The browser's permission to access your folder expires after a while. Click the folder name in the path bar to re-pick it. The app remembers which folder you chose, but the permission grant doesn't persist forever.

Extraction fails on a specific invoice

Common causes: PDF is password-protected, scan is too low-resolution, the file is huge (over ~30 MB). Click Retry on the failed row. If it keeps failing, open the PDF directly to check it's readable, then re-add a fresh copy.

“Incorrect passphrase”

Try again carefully — the passphrase is case-sensitive. If you've genuinely forgotten it, click Reset on the unlock panel; this wipes the encrypted blob, and you'll paste your API key fresh and pick a new passphrase.

Your accounting app rejected the CSV

Most often it's column names. Open wiseentry.csv in your app-config folder and edit the header row to match exactly what your target accounting/bookkeeping import expects. Save the file, then re-run export.

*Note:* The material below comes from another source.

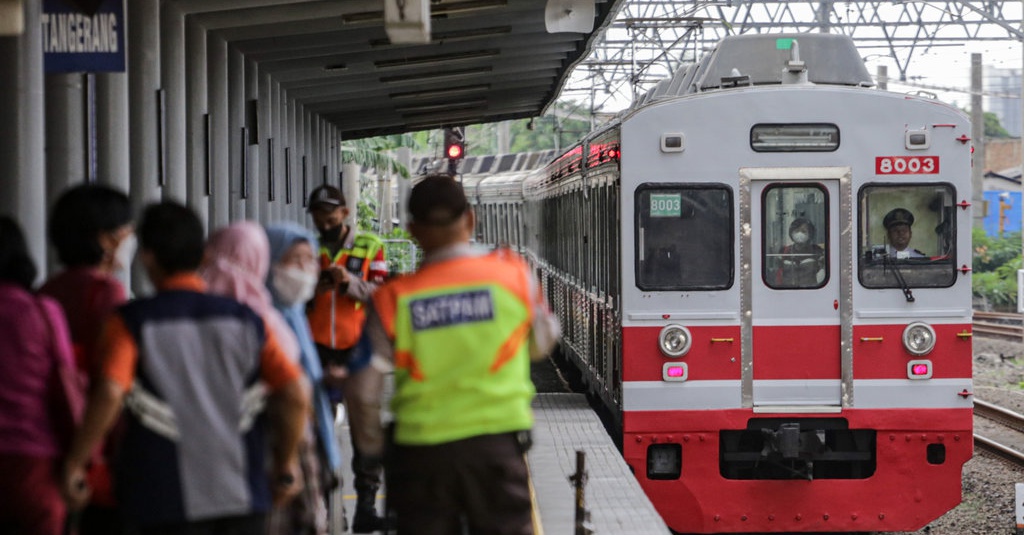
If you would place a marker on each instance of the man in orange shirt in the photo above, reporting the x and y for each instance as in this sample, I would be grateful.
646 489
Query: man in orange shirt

The page looks broken / blank

Usually a stale cached version after an update. Hard-refresh: Ctrl+Shift+R on Windows/Linux, Cmd+Shift+R on Mac.

11Privacy & data

WiseEntry is a single-user, BYO-key tool. Here's where every piece of data lives:

  • PDFs — never uploaded anywhere by WiseEntry except direct to Anthropic for extraction. Never shared with FlexMystic. Never persisted by WiseEntry beyond the session.
  • Extracted JSON — saved in your browser's IndexedDB so you can come back to a batch later. Tied to the work folder name. Cleared when you click Clear all data in Settings.
  • API key — encrypted with your passphrase, stored in your browser's local storage. Never transmitted anywhere except to api.anthropic.com as the auth header on each extraction call.
  • Vendor rules — IndexedDB, exportable as JSON.
  • The CSV template — a real file in your app-config folder. You own it; edit it freely.

To wipe everything WiseEntry has stored on this device, open Settings → StorageClear all data on this device. Files in your work folders are not touched.